I've been inspired (and not for the first time) by The Urban Fox - this time by a thoughtful post on the issue of ID Cards . For those who don't know, Parliament are voting tonight on a plan to introduce these cards into the UK. There's a good Q&A here on the issues involved, but basically the idea is that they will:
"strengthen national security and protect people from identity fraud and theft by providing them with a convenient means of verifying their indentity in everyday transactions"
This is obviously nonsense, but Fox explains all of this, so I won't repeat here.
This all got me thinking about the British Constitution. Basically (and you politics graduates please bear with me.... especially you and you) A constitution is a document that establishes the structure and principles of a government; it outlines the form of govenment, the structure and powers of the governmental institutions and usually talks of the rights and duties of the citizen. Probably the most famous of these is the Constitution of the USA. Why is it famous? Because it is always being harped on about - especially people who like guns (who puts that they are a multi-method deer hunter on their CV? )
The British Constitution is different. In the British Constitution, instead of the three branches of government being separate (legislature, executive and the judiciary), in Britain they are concentrated in Parliament. Parliament is sovereign and cannot be limited (in the way that, say, the US Congress can be limited by the Supreme Court). That's not the biggest difference though. Unlike the American Constitution, the British Constitution has never been written down. You cannot take it out of a library and have a look at it. In fact, you pretty much have to be a constitutional expert to have any real idea of what it is. This makes it an inherently flexible system, although its critics would say that never writing it down means that the citizens have no real idea what their rights are or when they are being violated.

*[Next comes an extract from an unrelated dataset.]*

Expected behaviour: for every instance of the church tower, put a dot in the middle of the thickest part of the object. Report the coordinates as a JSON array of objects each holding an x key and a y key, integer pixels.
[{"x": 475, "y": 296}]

This brings me to ID Cards.... (as well as the government's other proposals, like detaining terrorist suspects without trial, planning the removal of trial by jury in some cases... as discussed on this very blog)
If the Government can muster a majority in parliament for these reforms, then basically, they will end up as law. Yes, the House of Lords can hold the law up for a while, but they do not have the right to halt legislation that has been passed in the House Of Commons. We can get out onto the streets and protest if we like - as happened with the opposition to the War in Iraq and opposition to the ban on hunting with hounds. Oh look. That got us nowhere. We are fighting an unpopular war in Iraq and fox hunting has been banned.
So what can we do? Wait for a credible political party to come along that takes a responsible view on these issues, listens to what the people want and comes to a sensible, rational and practical decision? Hm. I'm not holding my breath for that one.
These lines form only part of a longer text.